L’Abbondio menzionato nell’ultima parte, invece, non è il pavido don, quanto un mitico funzionario di una banca di Lugano. Vi lascio scoprire il suo ruolo. Qui accenno al tesoro conservato in una scatola di scarpe. Niente gioielli e lingotti, ma qualcosa di molto più prezioso: lettere! Sono le tessere con cui Luca ricompone il mosaico della storia familiare.
Un altro nucleo tematico è il rapporto con la madre, Maria Luisa (Marisa), una delle prime donne laureate in Italia. A pagina 84 la vediamo ritratta in una foto – diverse sono quelle che arricchiscono il libro – che la mostra in treno con una mappa di Parigi squadernata davanti a sé.
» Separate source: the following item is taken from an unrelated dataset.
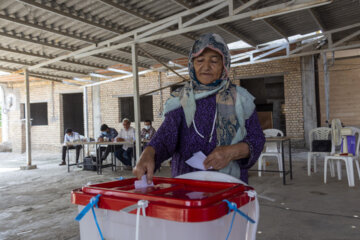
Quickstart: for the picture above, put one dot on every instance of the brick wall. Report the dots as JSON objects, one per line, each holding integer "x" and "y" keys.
{"x": 344, "y": 98}
{"x": 51, "y": 136}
Le piaceva ballare, eppure Luca fu sorpreso quando la vide impegnata in uno swing al termine di una sua (di lui) festa di compleanno. Marisa aveva allora novantaquattro anni.
C’è ancora molto altro nelle pagine de Il teatro è la mia vita: molta vita, come l’insospettata carica erotica che scorreva tra i suoi genitori (le disavventure dell’omonimo zio Luca richiederebbero un’altra recensione), e molto teatro. Arriva solo verso la fine il veloce accenno alla fondazione di Teatro Invito, nel 1986. Tra parentesi: dal 30 agosto all’8 settembre si terrà l’edizione 2024 de L’ultima luna d’estate.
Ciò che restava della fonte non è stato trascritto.